Uno sport da operaio...
ma uno status privilegiato
Si dice spesso che il ciclismo sia una professione dolorosa. Certo che lo è. Ci sono sempre quei quarantacinque minuti in cui il corpo sembra andare a fuoco: gambe, polmoni... Tuttavia, il paragone finisce qui, tra il lavoro di operaio e il ciclismo professionistico. Sì, ci sono valori condivisi: impegno, ripetizione dei compiti, divisione del lavoro. Ma non conosco molti lavoratori che, come noi, tornano a casa e trovano cibo, riparo, massaggi e coccole... A dire il vero, noi corridori del Tour de France siamo privilegiati.

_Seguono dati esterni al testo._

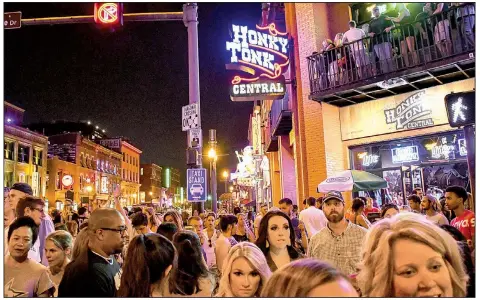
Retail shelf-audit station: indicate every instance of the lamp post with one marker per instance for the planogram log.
(212, 154)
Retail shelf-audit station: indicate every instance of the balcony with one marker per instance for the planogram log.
(380, 66)
(281, 117)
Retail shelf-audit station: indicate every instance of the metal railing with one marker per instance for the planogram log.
(433, 38)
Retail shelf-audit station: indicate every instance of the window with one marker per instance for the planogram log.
(37, 157)
(9, 148)
(23, 154)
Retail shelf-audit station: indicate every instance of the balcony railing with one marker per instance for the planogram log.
(281, 116)
(409, 46)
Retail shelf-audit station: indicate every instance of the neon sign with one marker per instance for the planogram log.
(262, 55)
(405, 154)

La fabbrica è stata una fortuna per me. Sono passato dalla fabbrica al ciclismo professionistico in una squadra di terza categoria, il CIC U Nantes Atlantique. Ricevevo il minimo sindacale, ma mi consideravo già fortunato. Nel 2024 mi sono ritrovato a indossare la maglia della Total Energies, a gareggiare nel mio primo Tour de France, ed è così che ho avuto la possibilità di giocarmi la volata contro Tadej Pogacar e Jonas Vingegaard, che mi avevano raggiunto al traguardo di tappa a Bologna! Un ricordo bellissimo, sia per me sia per i miei amici che mi guardavano in tv. Privilegiato, vi dico... I miei genitori ancora lavorano dopo trent'anni. In un certo senso, non dobbiamo mai dimenticare da dove veniamo.